Although rich and highly informative, the data and approach we have used could be significantly improved as follows: We do not have data that could inform us about transition probabilities across the SOC. However, the SOC model does alluringly suggest that these could be generated through repeated surveys of cohorts (see, e.g., Carbonari et al. 1999) and hence provide indications of the efficacy of targeted interventions. Our samples were samples of convenience and were unlikely to be representative of specific target populations. As a consequence, our results should be treated as being indicative rather than confirmatory. Finally, resolution of, or working through, complex problems requires sensitivity to different perspectives. Although the SenseMaker data enable analyses from different perspectives, we have adopted only the perspective of those involved in different SOC. We could, for example, have looked at SOC from the perspective of academics, from that of government employees, and from that of the general public. We have really only scratched the surface of the analytical potential of this data set, as other articles in the special feature demonstrate.
The authors gratefully acknowledge the support and assistance of staff and students from the University of the Sunshine Coast in relation to collecting data at the NCCARF conference. This research was part of the South East Queensland Climate Adaptation Research Initiative, a partnership between the Queensland and Australian governments, the CSIRO Climate Adaptation National Research Flagship, Griffith University, University of the Sunshine Coast, and University of Queensland. The initiative aimed to provide research knowledge to enable the region to adapt and prepare for the impacts of climate change. Additional funding was provided by CSIRO’s Climate Adaptation Flagship.

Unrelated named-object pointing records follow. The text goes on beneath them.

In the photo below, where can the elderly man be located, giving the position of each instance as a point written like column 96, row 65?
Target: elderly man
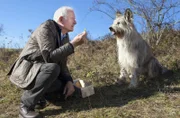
column 42, row 65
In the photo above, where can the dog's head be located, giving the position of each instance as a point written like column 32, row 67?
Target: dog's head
column 122, row 23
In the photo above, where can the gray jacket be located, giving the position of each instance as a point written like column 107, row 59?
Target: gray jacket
column 44, row 46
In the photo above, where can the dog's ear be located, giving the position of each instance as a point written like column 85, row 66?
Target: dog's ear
column 128, row 15
column 118, row 14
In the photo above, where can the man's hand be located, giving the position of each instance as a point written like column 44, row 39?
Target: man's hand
column 79, row 39
column 68, row 89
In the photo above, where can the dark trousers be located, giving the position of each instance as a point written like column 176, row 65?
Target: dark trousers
column 45, row 81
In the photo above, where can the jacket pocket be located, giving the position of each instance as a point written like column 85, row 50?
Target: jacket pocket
column 20, row 72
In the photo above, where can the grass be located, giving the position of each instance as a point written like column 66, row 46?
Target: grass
column 97, row 62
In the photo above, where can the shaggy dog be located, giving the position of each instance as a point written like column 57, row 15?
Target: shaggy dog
column 134, row 54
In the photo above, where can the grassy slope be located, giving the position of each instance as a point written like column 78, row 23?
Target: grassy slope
column 97, row 62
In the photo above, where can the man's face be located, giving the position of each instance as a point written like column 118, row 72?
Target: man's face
column 69, row 22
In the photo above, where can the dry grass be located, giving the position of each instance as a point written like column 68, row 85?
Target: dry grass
column 96, row 61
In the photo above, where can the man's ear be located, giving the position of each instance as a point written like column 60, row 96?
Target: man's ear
column 128, row 15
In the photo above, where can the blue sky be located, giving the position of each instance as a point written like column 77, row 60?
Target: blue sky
column 17, row 16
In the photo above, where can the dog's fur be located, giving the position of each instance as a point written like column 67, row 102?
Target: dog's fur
column 134, row 54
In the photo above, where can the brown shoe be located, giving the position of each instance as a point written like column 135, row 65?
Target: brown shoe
column 25, row 112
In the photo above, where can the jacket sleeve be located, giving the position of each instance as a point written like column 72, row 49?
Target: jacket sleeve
column 46, row 39
column 65, row 74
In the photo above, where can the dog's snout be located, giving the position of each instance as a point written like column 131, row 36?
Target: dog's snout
column 110, row 28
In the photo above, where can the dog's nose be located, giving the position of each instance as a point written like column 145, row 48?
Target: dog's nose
column 110, row 28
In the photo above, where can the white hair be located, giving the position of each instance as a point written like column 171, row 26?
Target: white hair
column 62, row 11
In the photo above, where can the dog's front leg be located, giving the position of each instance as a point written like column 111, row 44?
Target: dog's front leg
column 123, row 76
column 133, row 79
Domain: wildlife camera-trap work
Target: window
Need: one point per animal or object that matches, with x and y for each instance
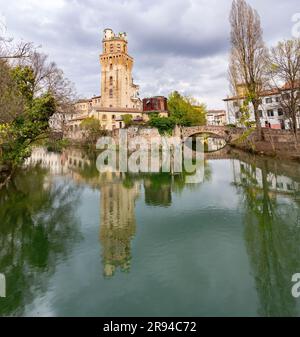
(269, 100)
(285, 96)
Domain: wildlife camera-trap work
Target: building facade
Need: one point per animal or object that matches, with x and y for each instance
(156, 104)
(270, 109)
(216, 117)
(119, 95)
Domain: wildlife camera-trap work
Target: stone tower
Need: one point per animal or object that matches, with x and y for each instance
(117, 88)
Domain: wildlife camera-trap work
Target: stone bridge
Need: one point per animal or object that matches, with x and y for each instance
(227, 133)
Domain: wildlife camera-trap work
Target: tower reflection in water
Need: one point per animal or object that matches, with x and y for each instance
(118, 224)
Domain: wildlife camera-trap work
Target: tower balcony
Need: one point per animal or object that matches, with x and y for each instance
(134, 98)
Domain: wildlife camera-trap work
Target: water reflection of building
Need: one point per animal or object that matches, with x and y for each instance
(58, 163)
(118, 224)
(270, 219)
(157, 194)
(247, 173)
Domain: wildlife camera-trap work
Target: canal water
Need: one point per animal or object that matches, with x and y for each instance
(74, 242)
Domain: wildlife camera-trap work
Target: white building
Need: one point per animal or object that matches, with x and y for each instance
(270, 110)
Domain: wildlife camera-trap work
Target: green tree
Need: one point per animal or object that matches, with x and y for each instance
(186, 111)
(127, 119)
(93, 129)
(23, 129)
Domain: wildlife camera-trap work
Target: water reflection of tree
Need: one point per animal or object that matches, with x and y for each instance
(118, 224)
(37, 226)
(272, 239)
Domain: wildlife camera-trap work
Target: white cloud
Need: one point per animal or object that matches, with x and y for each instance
(180, 44)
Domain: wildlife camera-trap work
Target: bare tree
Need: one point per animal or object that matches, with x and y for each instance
(9, 49)
(248, 55)
(11, 104)
(285, 73)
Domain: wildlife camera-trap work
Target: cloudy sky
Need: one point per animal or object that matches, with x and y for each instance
(177, 44)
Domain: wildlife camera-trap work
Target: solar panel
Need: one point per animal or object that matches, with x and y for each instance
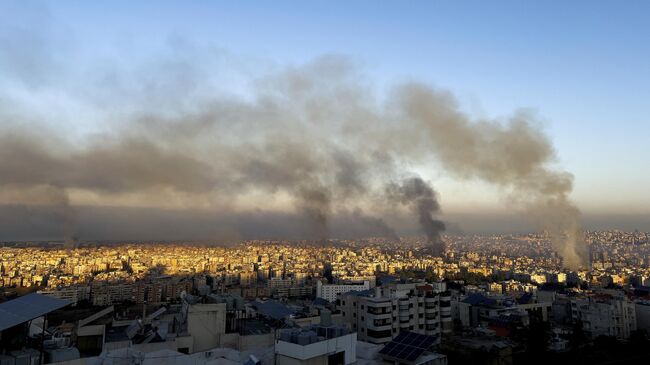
(26, 308)
(407, 346)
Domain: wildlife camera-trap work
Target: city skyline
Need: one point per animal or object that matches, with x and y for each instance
(73, 84)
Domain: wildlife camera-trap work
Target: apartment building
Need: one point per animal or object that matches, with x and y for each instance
(380, 315)
(330, 292)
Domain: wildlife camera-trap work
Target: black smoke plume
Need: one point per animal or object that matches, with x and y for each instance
(419, 195)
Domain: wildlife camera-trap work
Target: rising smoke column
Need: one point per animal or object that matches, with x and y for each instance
(515, 155)
(312, 140)
(419, 195)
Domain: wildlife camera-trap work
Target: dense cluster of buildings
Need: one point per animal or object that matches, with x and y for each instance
(342, 302)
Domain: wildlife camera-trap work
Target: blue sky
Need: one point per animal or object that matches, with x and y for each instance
(584, 66)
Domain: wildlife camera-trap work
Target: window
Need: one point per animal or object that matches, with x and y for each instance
(378, 334)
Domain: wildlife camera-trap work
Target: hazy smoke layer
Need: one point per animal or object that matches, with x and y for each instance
(417, 193)
(314, 142)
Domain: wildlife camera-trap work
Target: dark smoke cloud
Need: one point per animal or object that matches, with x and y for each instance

We are very grateful for the suggestions of two anonymous reviewers whose comments have helped improve the paper. Thanks to Iain Walker whose timely suggestions and encouragement helped get the paper over the last hurdles. We would also like to acknowledge the truly remarkable open source contributions that the R user community has made to our ability to analyze these data: we frequently availed ourselves of, and found enormously helpful, the generous contributions of code, packages, and answers to myriad questions from the user community. Thank you!